Senate debates
Monday, 4 September 2023
Matters of Urgency
Climate Change
4:40 pm
Malcolm Roberts (Queensland, Pauline Hanson's One Nation Party) Share this | Hansard source
This Greens motion complains that the government has approved five new coal projects this year, yet the government is not approving enough coal projects. We need to get these mines rolling. Australia need this government to approve coal-fired power stations. The Greens like to cherry-pick, so let's look at what else the International Energy Agency said in July:
Coal consumption in 2022 rose by 3.3% to 8.3 billion tonnes, setting a new record—
a new world record. So much for the death of coal.

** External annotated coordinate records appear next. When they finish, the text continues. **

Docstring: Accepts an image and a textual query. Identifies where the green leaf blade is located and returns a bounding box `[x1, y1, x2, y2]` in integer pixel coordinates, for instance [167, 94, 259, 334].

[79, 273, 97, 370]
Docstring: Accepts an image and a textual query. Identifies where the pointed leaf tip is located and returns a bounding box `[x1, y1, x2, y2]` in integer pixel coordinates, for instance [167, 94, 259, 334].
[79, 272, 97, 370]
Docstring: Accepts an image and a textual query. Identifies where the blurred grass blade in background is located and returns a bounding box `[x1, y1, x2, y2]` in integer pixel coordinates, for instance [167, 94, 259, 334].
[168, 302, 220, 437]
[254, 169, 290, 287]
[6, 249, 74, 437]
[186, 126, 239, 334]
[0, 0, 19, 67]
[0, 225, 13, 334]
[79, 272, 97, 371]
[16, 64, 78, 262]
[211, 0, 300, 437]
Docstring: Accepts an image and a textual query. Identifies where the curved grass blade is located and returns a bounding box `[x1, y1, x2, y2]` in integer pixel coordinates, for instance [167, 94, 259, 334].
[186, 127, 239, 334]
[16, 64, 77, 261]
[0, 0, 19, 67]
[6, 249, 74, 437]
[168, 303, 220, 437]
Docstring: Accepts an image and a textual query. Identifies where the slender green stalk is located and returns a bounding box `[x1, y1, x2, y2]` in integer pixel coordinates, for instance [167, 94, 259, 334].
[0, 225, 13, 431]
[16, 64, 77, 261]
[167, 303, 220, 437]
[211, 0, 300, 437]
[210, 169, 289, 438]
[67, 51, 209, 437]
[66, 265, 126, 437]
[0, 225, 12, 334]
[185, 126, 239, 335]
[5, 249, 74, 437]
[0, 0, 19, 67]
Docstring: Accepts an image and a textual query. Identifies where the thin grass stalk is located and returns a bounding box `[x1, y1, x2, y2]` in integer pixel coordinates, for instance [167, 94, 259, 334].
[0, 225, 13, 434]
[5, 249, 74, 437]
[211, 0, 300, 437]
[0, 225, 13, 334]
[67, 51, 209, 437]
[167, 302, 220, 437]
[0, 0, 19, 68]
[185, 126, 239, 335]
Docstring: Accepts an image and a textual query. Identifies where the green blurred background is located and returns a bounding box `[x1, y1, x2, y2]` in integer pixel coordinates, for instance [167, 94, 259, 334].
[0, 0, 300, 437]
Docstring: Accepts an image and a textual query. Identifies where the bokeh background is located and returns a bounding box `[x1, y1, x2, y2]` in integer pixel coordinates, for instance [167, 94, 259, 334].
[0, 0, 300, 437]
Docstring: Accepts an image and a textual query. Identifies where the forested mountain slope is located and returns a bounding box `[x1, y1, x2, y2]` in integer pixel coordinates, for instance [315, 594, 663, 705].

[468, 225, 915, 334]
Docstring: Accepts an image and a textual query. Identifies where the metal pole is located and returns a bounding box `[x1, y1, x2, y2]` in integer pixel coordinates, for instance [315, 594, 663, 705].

Instead the Greens would have Australia miss out on the tax revenue from this boom, which funds our hospitals, roads and schools and saved our economy in the last budget.
It's always important to debunk the myth of cheap wind and solar in these debates. Today we have the highest proportion ever of wind, solar and batteries in the grid—more accurately known as unreliables, not renewables. Just ask any Australian. These are facts. Our power bills have never been higher. While the government sits on its hands about nuclear, building cheap, coal-fired power is the only solution we have for the cost-of-living crisis. The UN net zero pipe dream is already sending Australians broke and, if we don't stop it now, the UN net zero nightmare will send the entire country broke. Unreliables have increased to only 36 per cent of Australia's electricity needs, and look at the damage they're already doing. If you think it's bad now, this government wanted to get it to 82 per cent in 2030. That's madness.
Meanwhile, as Australia annually mines 560 million tonnes of coal, China produces 4.5 billion tonnes, almost nine times as much, and on top of that China imports additional coal from us. I congratulate the government on approving some coal projects and criticise them for not approving more.
Before we all go broke, Australia needs more mines so we have coal on the ground, on ships, in power stations and in steam wheels, serving humanity.